PZU SA, Poland's largest insurer, started an initial public offering that may top USD 2.7 billion in the country's biggest sale on record, according to Andrzej KLESYK, CEO, PZU quoted by BLOOMBERG.
PZU will take orders for the offering starting April 20 and plans to begin trading around May 14, according to a prospectus published on its Web site. The Polish government and Dutch investor EUREKO BV, selling a 30% stake, will announce the maximum price for individual investors the final price on April 29, when they complete the book-building.
"This is likely to be the biggest IPO ever in Poland," CEO Andrzej KLESYK told reporters, without giving specific figures. The company will have 555 meetings with institutional investors in the next two weeks, he said.

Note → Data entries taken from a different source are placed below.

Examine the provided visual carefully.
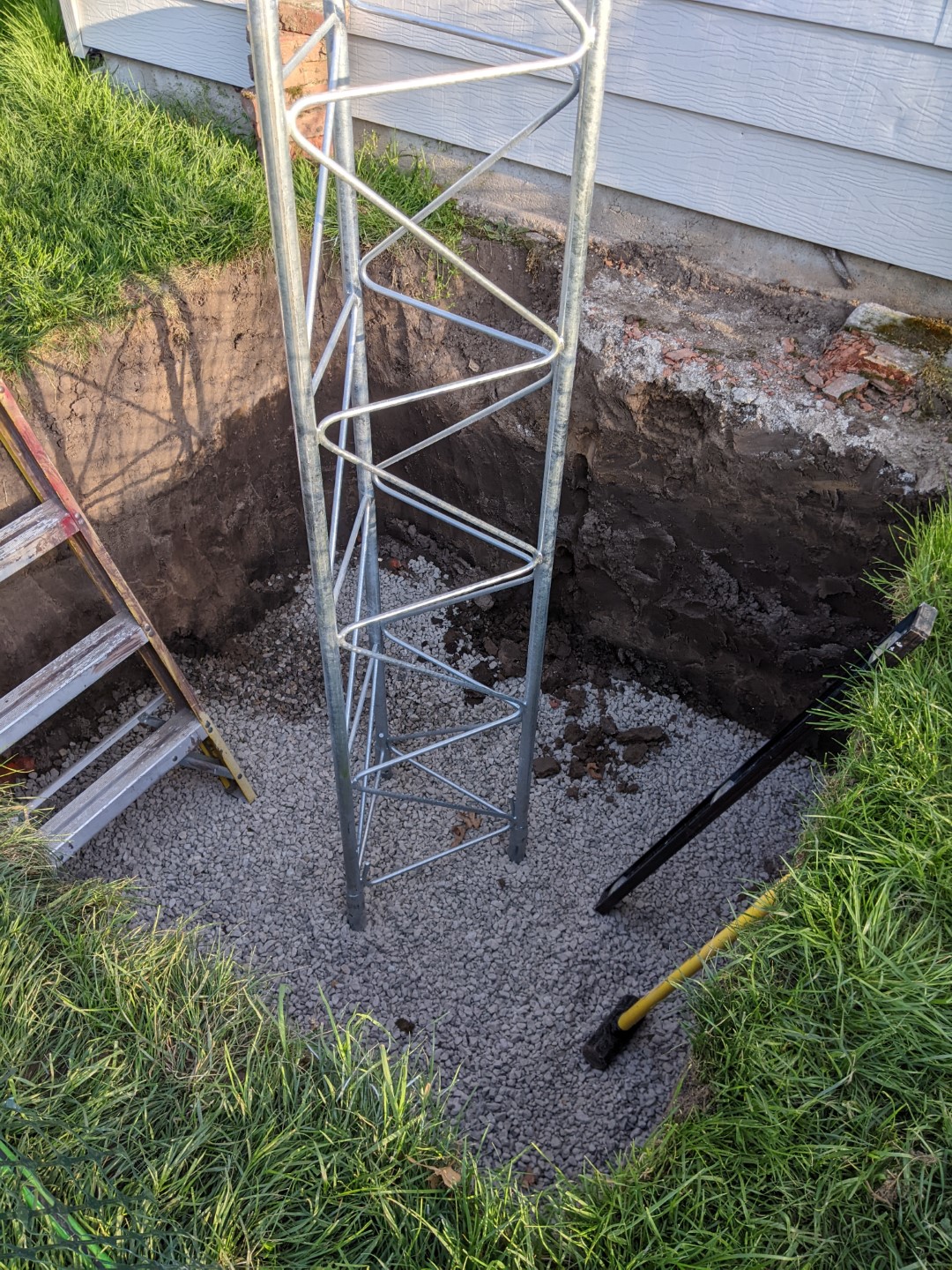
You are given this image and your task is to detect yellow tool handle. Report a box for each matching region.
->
[618,874,790,1031]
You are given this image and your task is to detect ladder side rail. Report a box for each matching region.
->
[0,378,254,802]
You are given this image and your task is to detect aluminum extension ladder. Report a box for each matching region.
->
[0,378,255,863]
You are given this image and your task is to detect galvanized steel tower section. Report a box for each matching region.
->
[249,0,609,930]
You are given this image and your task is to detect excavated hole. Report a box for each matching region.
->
[31,546,813,1184]
[0,243,933,1181]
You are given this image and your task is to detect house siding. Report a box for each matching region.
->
[63,0,952,278]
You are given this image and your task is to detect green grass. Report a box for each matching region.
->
[0,0,462,372]
[0,504,952,1270]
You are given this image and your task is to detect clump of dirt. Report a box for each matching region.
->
[876,317,952,357]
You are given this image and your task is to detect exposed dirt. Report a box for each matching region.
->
[0,242,951,727]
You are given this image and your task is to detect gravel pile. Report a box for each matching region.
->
[66,560,813,1181]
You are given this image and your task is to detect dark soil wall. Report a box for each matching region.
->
[0,243,939,725]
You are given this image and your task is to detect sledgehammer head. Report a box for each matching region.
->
[582,996,638,1072]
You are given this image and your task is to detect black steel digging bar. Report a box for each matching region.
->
[595,604,937,913]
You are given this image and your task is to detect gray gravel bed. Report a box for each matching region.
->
[59,561,814,1181]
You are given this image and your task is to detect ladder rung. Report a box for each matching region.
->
[43,710,205,863]
[0,497,76,582]
[0,616,148,751]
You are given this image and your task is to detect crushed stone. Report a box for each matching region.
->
[57,559,814,1184]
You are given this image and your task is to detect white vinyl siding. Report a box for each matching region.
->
[65,0,952,278]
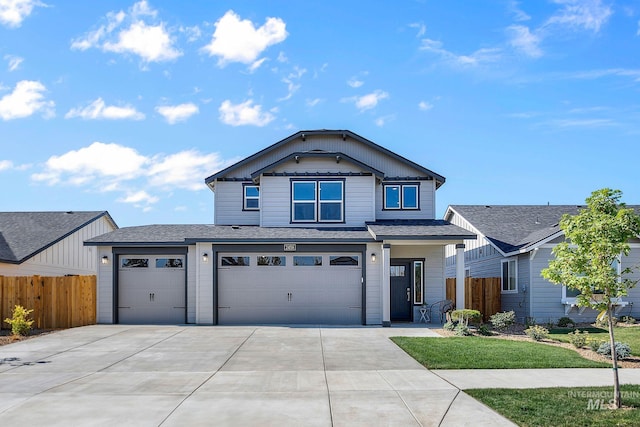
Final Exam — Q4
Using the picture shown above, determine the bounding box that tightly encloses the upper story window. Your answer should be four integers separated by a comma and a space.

The IPO is part of the government's plan to raise a record USD10 billion from the sale of state assets this year to help finance the widening budget deficit. Poland also wants to sell stakes in its biggest energy, chemical and phone companies, as well as the Warsaw Stock Exchange. Warsaw-based PZU, which has 16 million customers or about half of adult Poles, controls 37 percent of the property insurance market. Its record net profit last year accounted for 97 percent of combined profit of all Polish insurers.
PZU plans to pay out 25 percent to 45 percent of annual consolidated profit as dividends, according to the prospectus. It also plans to pay an additional USD 326 million zloty as a dividend from 2009 earnings.
Poland and EUREKO set the minimum value for the entire company at USD 8.6 billion, or approximately USD 100 a share, in an October agreement that resolved an eight-year dispute over PZU's ownership and opened the door to an IPO. The insurer's two biggest owners earlier said they planned to sell at least 22 percent, valuing the holding at USD 1.9 billion.